In January, 2007, legislators considered a tax of $50 per TEU on containers moving through the state's ports, which would have had the greatest impact on the two top Puget Sound container ports, Seattle and Tacoma.
Most of the money collected under the state plan would have gone into a "freight congestion relief account" to improve rail freight systems and state highways that are used as freight corridors. The tax would have raised an estimated $287 million for unspecified freight projects over 2007-08, and an estimated $433 million for 2009-11.
Port and industry interests lobbied intensely against the measure, eventually turning the tax proposal into a container tax-freight mobility funding study.

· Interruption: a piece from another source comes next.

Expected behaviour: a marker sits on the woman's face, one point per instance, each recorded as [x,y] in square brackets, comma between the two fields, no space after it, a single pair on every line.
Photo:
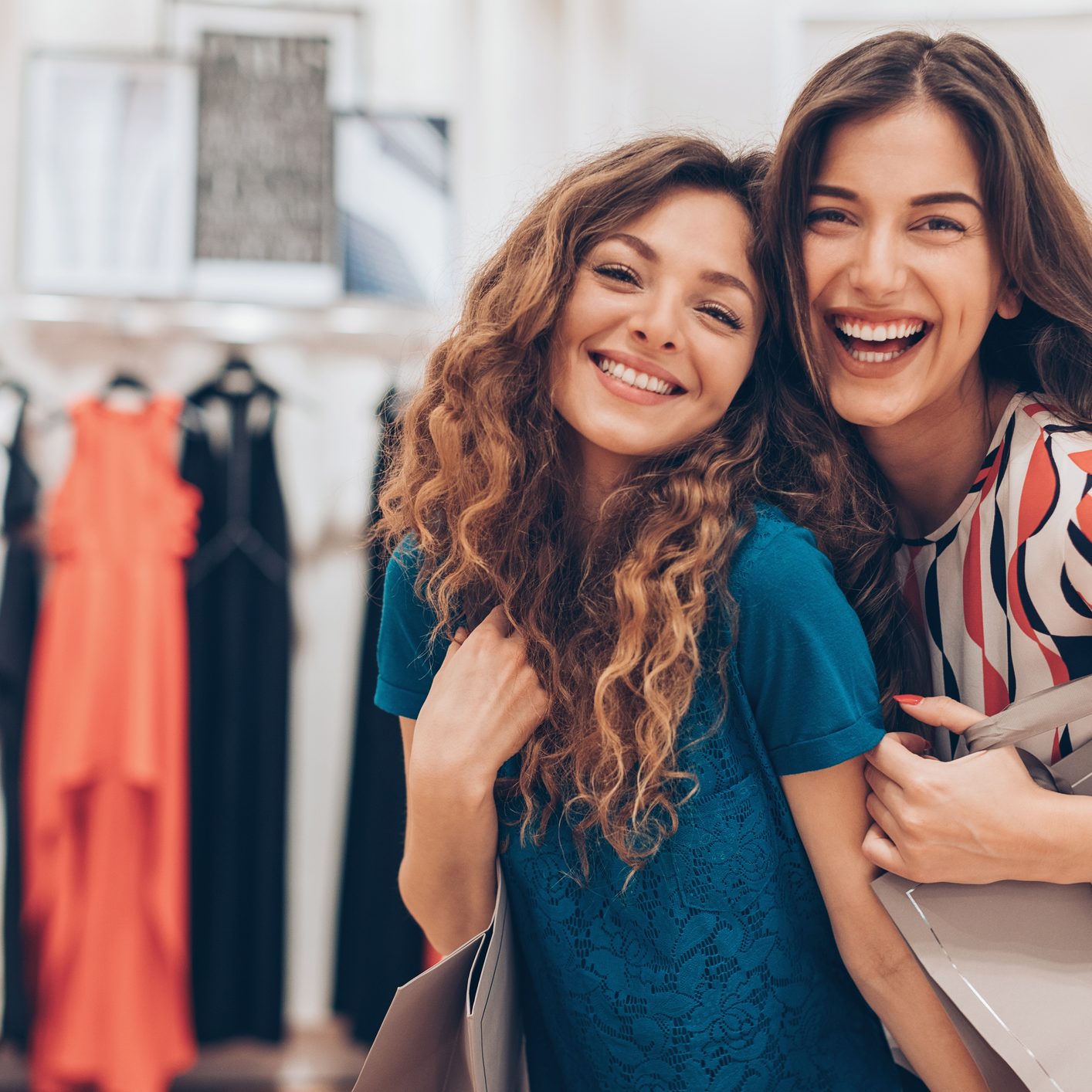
[659,332]
[902,273]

That study has been delayed, forcing the Legislature to move further consideration of potential container fees into the 2009 session.
The tolling legislation, which was supported by the region's ports, adopted recommendations in a 2006 tolling study by the Washington Transportation Commission.
The measure does not impose specific tolls but gives the Legislature authority to set tolls on state highways. It requires that funds collected from tolls be used only to "improve, preserve, maintain, manage or operate" the tolled highways involved. Also the state transportation commission must approve toll rates imposed by other entities, such as ports, on non-state highways.